Una explicación como ésta interpreta la teología de la prosperidad como un esfuerzo teológico (ideológico) en concordancia con los diversos proyectos políticos y económicos vigentes. Se trataría de una nueva teología orientada desde los centros de poder actual, apologista de la prosperidad estadounidense como canon para medir si una sociedad es cristiana o no, y que conspira contra los intereses de los pueblos latinoamericanos al parecer destinados a la miseria. Esta teología sería, pues, parte de la globalización actual, y tendría la intención de concretizarse como la única expresión teológica “cristiana” válida y acorde con el proyecto globalizador en el presente milenio.
El fundamentalismo antiguo nunca tuvo reparos en identificarse con posiciones políticas y económicas. El neofundamentalismo tampoco. Es más, como se sienten protagonistas y ganadores en el supuesto “fin de la historia”, sale a relucir la soberbia espiritual. Proclaman un Dios que más parece un empresario de Mc Donald’s o de la Toyota. Esto los obliga, en consecuencia, a proclamar un cristianismo lúdico y hedonista, pero también una teología que garantiza la prosperidad material. En el fundamentalismo antiguo, para estar bien con Dios y alcanzar la salvación había que pagar un precio: renegar de la razón. En el neofundamentalismo, para lograr la riqueza (¿anticipo de la salvación plena?) también hay que pagar un precio: aceptar las leyes de la prosperidad. Las coincidencias del neofundamentalismo con el libre mercado son muy evidentes. El laureado novelista peruano —y fallido político— Mario Vargas Llosa dice:
Creo que hoy día, por primera vez, los países pueden elegir ser libres o esclavos, y pueden elegir también ser prósperos o ser pobres. [...] Que hoy día, gracias a la internacionalización de la vida, a la internacionalización de los mercados, de las empresas, de las ideas, de las técnicas, todos los países, aun los más pequeños, aun aquellos que viven en geografías endemoniadas, que carecen totalmente de recursos, que son pequeños o atestados, pueden alcanzar la prosperidad si lo desean y si están dispuestos, por supuesto, a actuar en consecuencia, es decir, a pagar el precio que ello tiene 16.
La teología de la prosperidad tiene el mismo discurso, pero teologizado.
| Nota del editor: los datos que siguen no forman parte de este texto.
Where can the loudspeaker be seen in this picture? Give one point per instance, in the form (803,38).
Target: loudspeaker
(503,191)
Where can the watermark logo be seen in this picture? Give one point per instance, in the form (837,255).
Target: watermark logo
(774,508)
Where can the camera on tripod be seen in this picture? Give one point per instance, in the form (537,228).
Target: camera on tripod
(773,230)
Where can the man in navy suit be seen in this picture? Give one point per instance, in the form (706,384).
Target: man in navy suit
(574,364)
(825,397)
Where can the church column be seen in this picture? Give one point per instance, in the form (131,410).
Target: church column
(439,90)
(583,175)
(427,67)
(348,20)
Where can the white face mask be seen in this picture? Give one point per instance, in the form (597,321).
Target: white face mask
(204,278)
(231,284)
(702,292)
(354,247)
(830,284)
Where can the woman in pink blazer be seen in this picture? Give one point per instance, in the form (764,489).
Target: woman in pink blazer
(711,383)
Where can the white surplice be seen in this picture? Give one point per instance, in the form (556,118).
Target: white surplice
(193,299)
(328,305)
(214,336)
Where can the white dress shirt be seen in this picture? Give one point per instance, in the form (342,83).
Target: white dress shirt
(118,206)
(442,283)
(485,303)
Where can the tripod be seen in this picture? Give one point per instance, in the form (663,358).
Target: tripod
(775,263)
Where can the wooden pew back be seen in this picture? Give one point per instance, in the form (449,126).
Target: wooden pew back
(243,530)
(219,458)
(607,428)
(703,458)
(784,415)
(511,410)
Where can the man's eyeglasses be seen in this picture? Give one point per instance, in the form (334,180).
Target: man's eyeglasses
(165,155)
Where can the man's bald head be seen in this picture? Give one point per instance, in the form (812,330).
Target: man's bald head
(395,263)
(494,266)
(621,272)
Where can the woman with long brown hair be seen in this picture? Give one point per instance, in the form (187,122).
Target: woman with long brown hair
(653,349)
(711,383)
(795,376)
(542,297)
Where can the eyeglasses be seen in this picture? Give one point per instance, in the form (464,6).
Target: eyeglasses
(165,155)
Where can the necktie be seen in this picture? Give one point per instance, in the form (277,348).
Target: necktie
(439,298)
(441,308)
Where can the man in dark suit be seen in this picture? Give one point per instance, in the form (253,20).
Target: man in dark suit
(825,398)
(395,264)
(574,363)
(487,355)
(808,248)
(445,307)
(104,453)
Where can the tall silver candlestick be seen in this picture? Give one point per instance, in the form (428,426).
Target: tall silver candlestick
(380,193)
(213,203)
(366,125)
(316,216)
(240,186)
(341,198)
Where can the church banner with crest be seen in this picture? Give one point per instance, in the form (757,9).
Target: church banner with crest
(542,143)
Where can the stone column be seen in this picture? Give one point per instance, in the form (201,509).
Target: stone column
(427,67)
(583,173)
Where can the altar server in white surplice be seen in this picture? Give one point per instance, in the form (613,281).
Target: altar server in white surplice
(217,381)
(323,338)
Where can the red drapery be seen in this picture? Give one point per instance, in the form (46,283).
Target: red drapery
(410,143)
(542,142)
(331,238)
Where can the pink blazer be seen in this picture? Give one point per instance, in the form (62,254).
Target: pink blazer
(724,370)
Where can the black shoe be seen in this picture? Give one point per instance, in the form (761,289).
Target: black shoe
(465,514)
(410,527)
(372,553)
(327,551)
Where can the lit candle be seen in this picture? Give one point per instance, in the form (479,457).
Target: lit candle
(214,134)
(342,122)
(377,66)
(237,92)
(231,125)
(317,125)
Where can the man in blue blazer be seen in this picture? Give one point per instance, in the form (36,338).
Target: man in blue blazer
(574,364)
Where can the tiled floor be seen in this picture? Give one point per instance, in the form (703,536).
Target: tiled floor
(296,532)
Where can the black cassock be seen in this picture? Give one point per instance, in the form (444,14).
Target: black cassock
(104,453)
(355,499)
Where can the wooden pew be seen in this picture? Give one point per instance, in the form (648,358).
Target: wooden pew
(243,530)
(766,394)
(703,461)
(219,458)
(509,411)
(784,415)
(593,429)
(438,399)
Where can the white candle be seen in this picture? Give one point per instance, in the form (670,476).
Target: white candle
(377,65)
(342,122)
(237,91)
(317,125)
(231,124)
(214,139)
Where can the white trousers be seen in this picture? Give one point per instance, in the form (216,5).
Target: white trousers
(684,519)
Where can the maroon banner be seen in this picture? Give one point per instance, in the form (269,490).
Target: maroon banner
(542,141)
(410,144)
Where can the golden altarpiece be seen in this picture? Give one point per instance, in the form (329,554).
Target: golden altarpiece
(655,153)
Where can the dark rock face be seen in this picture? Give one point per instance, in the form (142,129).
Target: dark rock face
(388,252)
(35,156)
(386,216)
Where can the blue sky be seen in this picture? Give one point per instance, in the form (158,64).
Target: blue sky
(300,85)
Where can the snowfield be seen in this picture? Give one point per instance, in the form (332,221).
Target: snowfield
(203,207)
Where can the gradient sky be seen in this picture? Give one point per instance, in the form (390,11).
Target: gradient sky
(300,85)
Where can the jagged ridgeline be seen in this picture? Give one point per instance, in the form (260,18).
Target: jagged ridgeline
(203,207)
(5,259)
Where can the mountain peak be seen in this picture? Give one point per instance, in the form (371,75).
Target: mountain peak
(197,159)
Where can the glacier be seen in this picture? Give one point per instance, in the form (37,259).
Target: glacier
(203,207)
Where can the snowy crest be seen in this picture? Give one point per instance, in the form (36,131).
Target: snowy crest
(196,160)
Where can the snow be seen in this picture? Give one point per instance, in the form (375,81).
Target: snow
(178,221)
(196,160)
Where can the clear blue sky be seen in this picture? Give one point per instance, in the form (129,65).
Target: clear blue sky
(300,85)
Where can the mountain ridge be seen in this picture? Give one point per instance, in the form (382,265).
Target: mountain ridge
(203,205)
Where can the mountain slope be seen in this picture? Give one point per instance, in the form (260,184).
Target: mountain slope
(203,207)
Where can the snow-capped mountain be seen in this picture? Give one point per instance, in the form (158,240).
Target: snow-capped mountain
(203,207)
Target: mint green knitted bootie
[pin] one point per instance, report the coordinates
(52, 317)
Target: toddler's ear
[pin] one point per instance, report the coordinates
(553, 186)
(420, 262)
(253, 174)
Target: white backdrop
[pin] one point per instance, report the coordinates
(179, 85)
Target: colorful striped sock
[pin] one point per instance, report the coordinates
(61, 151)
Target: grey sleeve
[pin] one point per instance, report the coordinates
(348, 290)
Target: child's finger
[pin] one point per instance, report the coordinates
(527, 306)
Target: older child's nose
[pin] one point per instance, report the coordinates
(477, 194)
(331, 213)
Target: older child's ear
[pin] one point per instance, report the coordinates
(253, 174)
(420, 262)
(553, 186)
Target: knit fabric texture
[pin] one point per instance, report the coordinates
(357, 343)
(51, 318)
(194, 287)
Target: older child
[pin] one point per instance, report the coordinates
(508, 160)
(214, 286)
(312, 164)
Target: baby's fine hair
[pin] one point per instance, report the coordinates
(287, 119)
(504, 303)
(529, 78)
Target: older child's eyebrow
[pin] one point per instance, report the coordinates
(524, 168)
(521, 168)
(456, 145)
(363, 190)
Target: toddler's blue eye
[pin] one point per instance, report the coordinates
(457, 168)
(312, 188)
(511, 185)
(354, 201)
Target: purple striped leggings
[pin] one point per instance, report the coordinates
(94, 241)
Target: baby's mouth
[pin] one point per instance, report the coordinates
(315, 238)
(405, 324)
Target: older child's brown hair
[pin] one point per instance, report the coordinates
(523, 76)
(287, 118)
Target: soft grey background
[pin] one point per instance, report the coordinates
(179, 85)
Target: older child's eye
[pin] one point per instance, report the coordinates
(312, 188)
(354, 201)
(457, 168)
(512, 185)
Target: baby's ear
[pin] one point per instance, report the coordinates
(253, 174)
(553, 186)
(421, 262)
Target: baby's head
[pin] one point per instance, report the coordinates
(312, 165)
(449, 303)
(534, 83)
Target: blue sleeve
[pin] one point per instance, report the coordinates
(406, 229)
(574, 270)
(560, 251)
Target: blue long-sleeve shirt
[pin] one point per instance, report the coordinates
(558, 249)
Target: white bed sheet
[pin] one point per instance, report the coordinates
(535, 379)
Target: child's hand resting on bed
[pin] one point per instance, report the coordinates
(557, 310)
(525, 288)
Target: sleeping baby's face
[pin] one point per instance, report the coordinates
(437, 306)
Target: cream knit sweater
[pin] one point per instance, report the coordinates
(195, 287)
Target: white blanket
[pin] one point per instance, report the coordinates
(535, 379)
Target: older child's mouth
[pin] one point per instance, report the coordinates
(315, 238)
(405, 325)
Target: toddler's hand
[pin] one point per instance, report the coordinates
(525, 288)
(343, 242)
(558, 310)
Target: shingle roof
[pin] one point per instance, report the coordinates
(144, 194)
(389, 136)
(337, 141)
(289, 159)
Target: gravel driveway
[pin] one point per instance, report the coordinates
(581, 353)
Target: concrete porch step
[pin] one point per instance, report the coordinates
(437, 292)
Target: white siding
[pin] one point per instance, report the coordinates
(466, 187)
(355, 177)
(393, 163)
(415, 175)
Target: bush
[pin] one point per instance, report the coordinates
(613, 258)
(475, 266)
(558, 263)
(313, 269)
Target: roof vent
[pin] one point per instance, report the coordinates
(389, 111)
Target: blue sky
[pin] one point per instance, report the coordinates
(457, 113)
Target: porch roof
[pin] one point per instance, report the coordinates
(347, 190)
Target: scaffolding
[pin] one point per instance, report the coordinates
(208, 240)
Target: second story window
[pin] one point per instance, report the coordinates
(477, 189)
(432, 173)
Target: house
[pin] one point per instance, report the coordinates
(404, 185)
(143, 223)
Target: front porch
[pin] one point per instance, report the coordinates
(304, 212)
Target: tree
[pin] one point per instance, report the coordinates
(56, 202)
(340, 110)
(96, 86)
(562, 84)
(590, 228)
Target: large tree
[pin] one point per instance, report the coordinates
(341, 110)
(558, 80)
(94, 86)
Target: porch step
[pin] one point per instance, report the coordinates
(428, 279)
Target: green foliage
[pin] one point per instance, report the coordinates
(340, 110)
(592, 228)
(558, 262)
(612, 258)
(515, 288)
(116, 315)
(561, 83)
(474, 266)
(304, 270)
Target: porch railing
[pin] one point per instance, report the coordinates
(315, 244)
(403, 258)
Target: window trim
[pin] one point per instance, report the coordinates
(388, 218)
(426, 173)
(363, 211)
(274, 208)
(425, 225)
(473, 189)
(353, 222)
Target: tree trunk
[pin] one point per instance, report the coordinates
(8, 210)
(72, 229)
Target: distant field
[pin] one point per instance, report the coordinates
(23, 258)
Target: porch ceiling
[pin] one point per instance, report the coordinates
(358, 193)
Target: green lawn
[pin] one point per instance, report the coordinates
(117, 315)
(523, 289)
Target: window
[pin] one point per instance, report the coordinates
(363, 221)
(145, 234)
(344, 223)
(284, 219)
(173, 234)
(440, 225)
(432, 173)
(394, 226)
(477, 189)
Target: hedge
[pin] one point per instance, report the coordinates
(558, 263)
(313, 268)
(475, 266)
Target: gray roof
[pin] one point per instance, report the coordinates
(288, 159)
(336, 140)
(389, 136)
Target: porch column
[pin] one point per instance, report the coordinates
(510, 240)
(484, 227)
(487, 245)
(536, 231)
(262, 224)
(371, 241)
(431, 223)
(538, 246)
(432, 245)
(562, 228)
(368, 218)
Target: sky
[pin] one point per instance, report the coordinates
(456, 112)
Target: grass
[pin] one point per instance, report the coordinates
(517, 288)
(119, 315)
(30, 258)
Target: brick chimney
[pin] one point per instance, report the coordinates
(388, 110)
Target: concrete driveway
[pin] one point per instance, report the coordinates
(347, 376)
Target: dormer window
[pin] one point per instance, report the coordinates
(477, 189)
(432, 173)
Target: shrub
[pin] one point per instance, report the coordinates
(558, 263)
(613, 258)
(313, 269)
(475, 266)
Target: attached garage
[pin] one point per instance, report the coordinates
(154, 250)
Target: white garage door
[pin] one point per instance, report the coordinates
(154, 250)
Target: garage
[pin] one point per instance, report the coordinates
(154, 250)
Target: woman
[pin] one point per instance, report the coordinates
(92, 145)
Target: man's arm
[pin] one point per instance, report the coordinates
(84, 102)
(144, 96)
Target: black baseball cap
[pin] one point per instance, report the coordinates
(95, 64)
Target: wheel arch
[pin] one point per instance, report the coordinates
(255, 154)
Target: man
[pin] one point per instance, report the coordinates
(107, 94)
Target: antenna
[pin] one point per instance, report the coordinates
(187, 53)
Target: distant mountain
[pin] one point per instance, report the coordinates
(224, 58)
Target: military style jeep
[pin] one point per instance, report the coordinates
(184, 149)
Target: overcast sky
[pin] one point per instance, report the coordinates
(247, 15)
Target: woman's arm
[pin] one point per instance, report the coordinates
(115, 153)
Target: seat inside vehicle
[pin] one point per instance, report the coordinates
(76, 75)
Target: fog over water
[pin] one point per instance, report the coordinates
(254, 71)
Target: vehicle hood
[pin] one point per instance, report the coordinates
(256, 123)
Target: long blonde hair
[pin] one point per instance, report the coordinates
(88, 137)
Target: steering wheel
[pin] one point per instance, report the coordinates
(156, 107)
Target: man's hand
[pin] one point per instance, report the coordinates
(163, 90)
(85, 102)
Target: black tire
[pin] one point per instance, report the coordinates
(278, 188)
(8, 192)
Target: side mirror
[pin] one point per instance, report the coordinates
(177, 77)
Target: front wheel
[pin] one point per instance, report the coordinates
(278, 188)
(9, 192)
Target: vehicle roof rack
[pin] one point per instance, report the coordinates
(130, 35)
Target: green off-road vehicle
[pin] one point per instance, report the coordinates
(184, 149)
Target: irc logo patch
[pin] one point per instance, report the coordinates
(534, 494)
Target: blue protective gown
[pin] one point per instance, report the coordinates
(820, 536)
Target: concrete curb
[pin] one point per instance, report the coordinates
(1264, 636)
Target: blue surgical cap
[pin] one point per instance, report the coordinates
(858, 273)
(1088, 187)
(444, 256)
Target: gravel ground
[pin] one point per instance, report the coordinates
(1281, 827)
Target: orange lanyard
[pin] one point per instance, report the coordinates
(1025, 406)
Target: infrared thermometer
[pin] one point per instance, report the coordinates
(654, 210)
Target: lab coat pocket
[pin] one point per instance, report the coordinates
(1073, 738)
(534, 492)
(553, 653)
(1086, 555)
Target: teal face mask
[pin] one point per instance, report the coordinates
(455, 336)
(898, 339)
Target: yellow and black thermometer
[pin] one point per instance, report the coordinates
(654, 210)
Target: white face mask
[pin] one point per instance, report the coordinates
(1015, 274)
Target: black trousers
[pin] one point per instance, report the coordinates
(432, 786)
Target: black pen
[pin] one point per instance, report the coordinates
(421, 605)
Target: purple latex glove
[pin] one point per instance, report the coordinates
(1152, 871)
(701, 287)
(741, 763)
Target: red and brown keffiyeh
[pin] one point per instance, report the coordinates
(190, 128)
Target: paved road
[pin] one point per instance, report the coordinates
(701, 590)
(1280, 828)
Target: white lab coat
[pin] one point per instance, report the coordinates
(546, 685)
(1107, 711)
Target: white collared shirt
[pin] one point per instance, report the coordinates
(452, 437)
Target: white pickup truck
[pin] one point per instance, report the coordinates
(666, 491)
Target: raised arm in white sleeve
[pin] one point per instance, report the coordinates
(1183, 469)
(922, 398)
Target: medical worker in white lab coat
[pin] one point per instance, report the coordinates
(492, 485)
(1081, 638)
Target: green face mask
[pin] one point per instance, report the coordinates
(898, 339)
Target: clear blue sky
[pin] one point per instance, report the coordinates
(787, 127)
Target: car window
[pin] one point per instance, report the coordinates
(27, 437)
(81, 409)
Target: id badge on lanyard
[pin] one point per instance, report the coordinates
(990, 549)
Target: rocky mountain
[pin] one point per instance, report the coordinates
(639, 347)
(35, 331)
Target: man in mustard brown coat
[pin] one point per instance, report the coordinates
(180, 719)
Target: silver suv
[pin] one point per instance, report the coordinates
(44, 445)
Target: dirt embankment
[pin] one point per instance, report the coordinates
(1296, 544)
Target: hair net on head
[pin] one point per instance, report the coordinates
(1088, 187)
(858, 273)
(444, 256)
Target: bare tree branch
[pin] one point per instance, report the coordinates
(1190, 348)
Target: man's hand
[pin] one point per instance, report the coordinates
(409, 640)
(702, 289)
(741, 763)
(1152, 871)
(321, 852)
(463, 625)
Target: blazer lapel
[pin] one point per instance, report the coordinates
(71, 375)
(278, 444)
Todos los creyentes —de todo lugar, grandes o pequeños, de cualquier denominación— pueden alcanzar la riqueza si es que están dispuestos a pagar el precio. En el fondo se trata del mismo fundamentalismo económico. La prosperidad está al alcance de todos, pero sólo lo alcanzan aquellos que lo desean y arriesgan, sometidos —por supuesto— a las leyes del mercado. ¡Ése es el precio!
¿Una religiosidad popular evangélica?
No existía en el protestantismo peor palabra para describir su experiencia de fe que “religiosidad”. Ni siquiera aceptaba que se dijera que la fe evangélica es una “religión”. “Nosotros predicamos a Cristo, no una religión”, decían algunos pastores, mientras que los fieles cantaban: “Ninguna religión podrá cambiar tu ser [...]”. Religión y religiosidad se convirtieron en palabras vedadas; ambas se oponían a Cristo y a la Biblia. Religión y religiosidad estaban destinadas a describir esa fe caduca, antimoderna, oscurantista, que trajeron los españoles: el catolicismo romano. En nombre de la religión y la religiosidad (católica), en el Perú y América Latina se saquearon las riquezas, se extirparon las idolatrías y se persiguieron a las primeras generaciones de evangélicos. Esa historia aún sigue pesando, por más increíble que parezca, en algunos sectores protestantes 17.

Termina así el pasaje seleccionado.